The validation rules, amended in 2015 by the European Commission, continue to apply today. From a UK perspective, it is highly likely that these EU standards will continue to be accepted until UK standards have been developed. CE marking is a case in point and will be accepted for the foreseeable future.
Governed by EudraLex Good Manufacturing Practice (GMP) Volume 4, the latest version of Annex 15 - Qualification and Validation - requires manufacturers to ensure that “critical aspects” of their operation are validated throughout the product lifecycle. This includes any changes that could impact a product’s quality.
Closely mirroring the FDA’s lifecycle approach, Annex 15 also places a greater emphasis on risk management to reflect today’s manufacturing and regulatory environment.
For any manufacturer of pharmaceutical components, zero defects remain the target. In the medical industry, there’s no wiggle room. You can’t shift the parameters to suit. Those producing a medical device or a sterile implant, nothing less than 100% quality is acceptable.
From a moulder’s perspective, validations can address profit-driven challenges and design out production weaknesses. Functional tests can help operatives better understand what drives the machine, how fast it goes and the consequences if manufacturing procedures are not correctly followed.
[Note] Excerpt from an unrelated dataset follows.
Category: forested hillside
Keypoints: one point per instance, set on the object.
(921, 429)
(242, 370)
There are three key phases to process validation, categorised as Process Design, Process Qualification, and Continued Process Verification. These reflect the focus on the manufacturing lifecycle and the need to provide scientifically sound data to verify that the injection moulding processes start and continue to remain stable. Every stage of each injection moulding cycle must be documented.
The Process Design stage starts by examining if the machinery is of an appropriate size in relation to shot size and tonnage. It also checks that equipment is properly calibrated.
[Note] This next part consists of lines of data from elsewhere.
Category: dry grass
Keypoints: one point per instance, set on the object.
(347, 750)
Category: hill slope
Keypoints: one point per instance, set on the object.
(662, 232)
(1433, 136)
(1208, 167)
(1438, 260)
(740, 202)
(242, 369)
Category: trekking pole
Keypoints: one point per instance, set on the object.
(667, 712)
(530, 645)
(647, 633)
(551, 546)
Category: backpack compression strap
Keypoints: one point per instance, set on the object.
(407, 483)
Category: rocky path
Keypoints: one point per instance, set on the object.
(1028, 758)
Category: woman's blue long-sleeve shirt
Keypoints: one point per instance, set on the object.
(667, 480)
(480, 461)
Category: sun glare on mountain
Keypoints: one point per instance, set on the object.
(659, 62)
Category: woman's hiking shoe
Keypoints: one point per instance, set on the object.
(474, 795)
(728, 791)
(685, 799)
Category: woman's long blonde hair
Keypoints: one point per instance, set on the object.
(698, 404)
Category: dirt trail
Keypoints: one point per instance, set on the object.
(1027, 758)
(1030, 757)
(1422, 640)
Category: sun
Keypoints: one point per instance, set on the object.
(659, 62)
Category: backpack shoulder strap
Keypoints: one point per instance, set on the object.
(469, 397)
During Process Qualification, the range of process parameters is then established. This involves conducting a selection of statistical and dimensional studies to identify and investigate any deviations in the process. A process is not considered as validated if the variations have negatively impacted the finished product in any way.
The final validation phase - Continued Process Verification - focuses on demonstrating that the process is consistently stable. It involves simulating different production runs using the same production equipment and the processes routinely performed, ensuring repeatability of the set-up conditions throughout the machine’s full lifecycle.
In accordance with ISO 13485 standards, ongoing documentation of the injection moulding process needs to be maintained. This is a continuous process.
When machine settings are adjusted to compensate for changes in the environment or to address moulding issues, such as pulling, distortion or aesthetic defects, it will trigger a revalidation exercise. So too would major repairs, changes or improvements to the mould tool and machine. The cost and time implications each time a moulder repeats this validation process can be extensive.
Although not a prerequisite for all sectors, validation is essential within the pharmaceutical industry and is a good business practice for a large number of mass manufacturers of injection moulded medical components. Think of it as a long-term investment.
Essentially, it’s a risk assessment which, when executed professionally, can deliver efficiency gains and save your business time, money and resources by ensuring product integrity and reducing scrap volumes.
Usually conducted by an engineer, the actual validation usually takes longer than actually building the tool itself. For this reason, the validation is often partially completed at the toolmakers’ facility by a senior engineer from the company.
The key reason for this is issues can be addressed on site, rather than shipping a heavy tool back and forth. The final phases of the validation will be completed in-house on the specified equipment.
It can also be beneficial for injection moulders considering new machinery to test moulding tools in a simulated application centre.
Sumitomo (SHI) Demag has facilities in England, Germany and recently opened a new medical test cell in a new Research & Development hub in Ireland.
“Seeing how an application performs in realistic process conditions not only helps moulders to make a more informed investment decision, it can also help to derisk and speed up the delivery of projects,” ends Nigel.